Winter for many of us here in the UK is largely snow-free, but in Sweden it’s a very different story. In many areas of Sweden, the snow typically arrives in December and stays until the spring thaw around April. Throughout the winter months, Sweden’s vast areas of forest and mountains are covered in a thick blanket of snow and the lakes freeze over, with ice which may be several feet thick.
All of which make Sweden an ideal destination for a winter holiday, whether you would like to experience the challenge and adventure of dog sledding, combine Sami culture with the beauty of the Northern Lights on a reindeer sled safari, or take the children away for a traditional family-friendly snow adventure.
As an ecotourism company, Nature Travels does not offer downhill skiing or snowmobile safaris. But there is no shortage of excitement, as anyone who has commanded their own dogsled on an extended expedition into the mountain wilderness can tell you! We offer a wide range of dog sledding holidays and possibilities for cross-country skiing and snowshoeing in Sweden throughout the winter season for independents, families and groups.
For the young, the romantic and the young at heart, here are a few more ideas for ways to make the most of the snow and enjoy the beauty of the Swedish winter landscape:
Take a horse and sleigh ride
Our popular Winter Wonderland on a Forest Farm experience is ideal for families. Your hosts Lasse and Åsa will delight in taking you on a horse and sleigh ride through the magical forested winter landscape of Hälsingland.
Sledging is a time-honoured way to enjoy the snow, with or without the kids! It is often said that the Inuit have many words for snow – in Swedish there many words for things to sit on when going through snow, including “pulka”, “kälke”, “toboggan”, “snowracer”, “släd”, “stjärtlapp” (which translates as “bum patch”) and “ackja” (a traditional sled used by the Sami people in Lapland) .
Sweden’s gentle slopes provide the perfect terrain for sledging. Just don’t forget to brake!

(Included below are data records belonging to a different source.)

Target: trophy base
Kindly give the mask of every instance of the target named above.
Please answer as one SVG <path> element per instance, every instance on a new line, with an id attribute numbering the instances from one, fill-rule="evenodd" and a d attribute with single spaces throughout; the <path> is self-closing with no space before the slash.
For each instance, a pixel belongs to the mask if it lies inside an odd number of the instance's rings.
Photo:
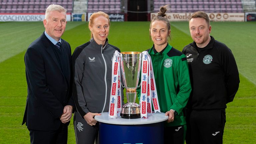
<path id="1" fill-rule="evenodd" d="M 140 114 L 124 114 L 121 113 L 121 117 L 127 119 L 135 119 L 140 118 Z"/>
<path id="2" fill-rule="evenodd" d="M 128 119 L 140 118 L 140 106 L 136 103 L 126 103 L 122 107 L 120 116 Z"/>

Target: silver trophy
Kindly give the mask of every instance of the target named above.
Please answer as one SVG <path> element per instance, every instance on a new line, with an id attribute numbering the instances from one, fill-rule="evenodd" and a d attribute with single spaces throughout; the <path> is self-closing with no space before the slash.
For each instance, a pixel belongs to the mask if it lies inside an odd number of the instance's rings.
<path id="1" fill-rule="evenodd" d="M 140 106 L 135 101 L 136 89 L 140 86 L 138 86 L 138 84 L 140 72 L 141 53 L 123 52 L 120 55 L 124 84 L 122 86 L 126 90 L 127 101 L 127 103 L 122 106 L 120 115 L 121 117 L 127 119 L 140 118 Z"/>

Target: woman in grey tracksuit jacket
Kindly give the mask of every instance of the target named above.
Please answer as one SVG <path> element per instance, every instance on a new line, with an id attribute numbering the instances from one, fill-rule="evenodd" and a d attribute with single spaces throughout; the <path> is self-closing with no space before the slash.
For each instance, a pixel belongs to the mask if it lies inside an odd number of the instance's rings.
<path id="1" fill-rule="evenodd" d="M 73 94 L 76 107 L 74 127 L 77 141 L 78 139 L 80 142 L 88 142 L 90 140 L 88 139 L 94 140 L 98 134 L 98 123 L 89 125 L 84 119 L 86 114 L 108 111 L 112 60 L 116 50 L 120 52 L 118 48 L 108 43 L 107 39 L 103 46 L 92 38 L 89 42 L 77 47 L 74 52 Z M 78 139 L 80 137 L 84 138 Z"/>

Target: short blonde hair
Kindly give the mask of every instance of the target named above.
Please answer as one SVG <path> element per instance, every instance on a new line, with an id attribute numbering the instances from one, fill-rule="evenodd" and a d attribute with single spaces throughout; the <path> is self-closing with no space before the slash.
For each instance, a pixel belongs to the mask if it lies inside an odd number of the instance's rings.
<path id="1" fill-rule="evenodd" d="M 204 11 L 198 11 L 195 12 L 191 16 L 190 18 L 189 19 L 189 22 L 190 21 L 190 20 L 193 18 L 203 18 L 206 21 L 206 23 L 208 25 L 208 27 L 210 26 L 210 19 L 209 19 L 209 17 L 208 16 L 208 15 L 207 14 L 205 13 Z"/>
<path id="2" fill-rule="evenodd" d="M 48 18 L 48 15 L 50 12 L 51 11 L 58 11 L 60 13 L 65 13 L 65 15 L 66 15 L 66 17 L 67 9 L 65 9 L 61 6 L 52 4 L 48 6 L 48 7 L 46 9 L 46 10 L 45 11 L 45 19 L 47 19 Z"/>

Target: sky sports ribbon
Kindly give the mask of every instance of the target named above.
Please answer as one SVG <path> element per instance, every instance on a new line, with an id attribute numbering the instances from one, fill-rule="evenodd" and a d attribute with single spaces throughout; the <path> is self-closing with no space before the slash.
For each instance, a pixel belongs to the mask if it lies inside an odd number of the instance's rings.
<path id="1" fill-rule="evenodd" d="M 118 111 L 121 111 L 121 88 L 118 78 L 120 76 L 119 55 L 119 53 L 116 51 L 112 61 L 112 81 L 109 110 L 109 118 L 117 118 Z"/>
<path id="2" fill-rule="evenodd" d="M 149 54 L 148 54 L 148 59 L 150 62 L 150 95 L 153 102 L 153 106 L 155 112 L 157 112 L 161 113 L 160 107 L 159 107 L 158 98 L 157 97 L 157 92 L 156 87 L 156 81 L 155 81 L 155 76 L 153 71 L 153 66 L 151 61 L 151 57 Z"/>
<path id="3" fill-rule="evenodd" d="M 147 51 L 144 51 L 142 53 L 141 79 L 141 87 L 140 100 L 140 116 L 141 118 L 147 118 L 148 115 L 152 114 L 151 101 L 153 103 L 155 112 L 160 112 L 160 111 L 156 89 L 155 87 L 155 82 L 151 57 Z"/>

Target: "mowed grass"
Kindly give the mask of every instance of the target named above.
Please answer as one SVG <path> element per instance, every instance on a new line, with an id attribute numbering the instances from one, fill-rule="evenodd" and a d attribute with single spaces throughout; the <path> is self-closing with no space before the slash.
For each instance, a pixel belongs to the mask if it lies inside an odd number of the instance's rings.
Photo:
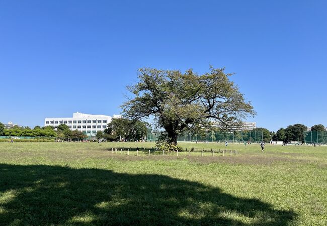
<path id="1" fill-rule="evenodd" d="M 0 143 L 0 225 L 327 225 L 327 147 L 180 144 Z"/>

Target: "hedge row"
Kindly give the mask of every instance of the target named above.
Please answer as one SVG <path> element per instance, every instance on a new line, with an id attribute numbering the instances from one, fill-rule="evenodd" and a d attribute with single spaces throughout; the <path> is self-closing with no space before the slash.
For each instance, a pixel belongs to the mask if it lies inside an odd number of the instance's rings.
<path id="1" fill-rule="evenodd" d="M 11 139 L 0 139 L 1 142 L 8 142 L 11 140 Z M 13 139 L 14 142 L 54 142 L 54 139 Z"/>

An unfamiliar piece of apparatus for UK guests, kicksleds are perfect for getting around in the winter on slippery surfaces such as ice or hard-packed snow, and have been used in Sweden for centuries for everything from ice fishing on the frozen lakes to transporting the weekly shopping! Some people even use the family dog for a home-made dog sledding experience!
The combination of ice, snow and light always produces beautiful results. Snowlights are a simple but magical way to light up the Swedish winter evenings. Simply take a tealight, make some snowballs and build a pyramid around your candle. Then step back and enjoy the show! If you would like to try your hand at something more ambitious, visit the International Ice Sculpture Festival at our Country Manor Multi-activity Getaway experience between 9th and 21st February 2009.
Dive in and make a snow angel
One of the easiest ways for artists to express themselves in the snow, but their simplicity and beauty means that snow angels have a timeless appeal!
Build a snowman
There is nothing which reminds us more strongly of the traditional, Dickensian Christmases of our childhood (real or imagined) than building snowmen, and the activity is no less popular today. For a “classic” snowman, take three large balls of snow of decreasing size and stack them vertically. Complete the effect with a carrot or tennis ball nose and stones for the mouth and eyes. If there’s an old scarf and hat about, you can really bring your snowman (or snowwoman) to life!
Have a snowball fight
Sometimes the temptation is just too hard to resist, and an all-out snowball fight is a marvellous way to complete a day in the Swedish outdoors. As well as developing hand-eye coordination, reflexes and arm muscles, it’s also a great way to warm up when you’re getting chilly. Just remember to play fair, or the next snowball may be down YOUR neck!
A winter holiday in Sweden provides endless opportunities for fun in the snow, whatever your age. Let the games begin!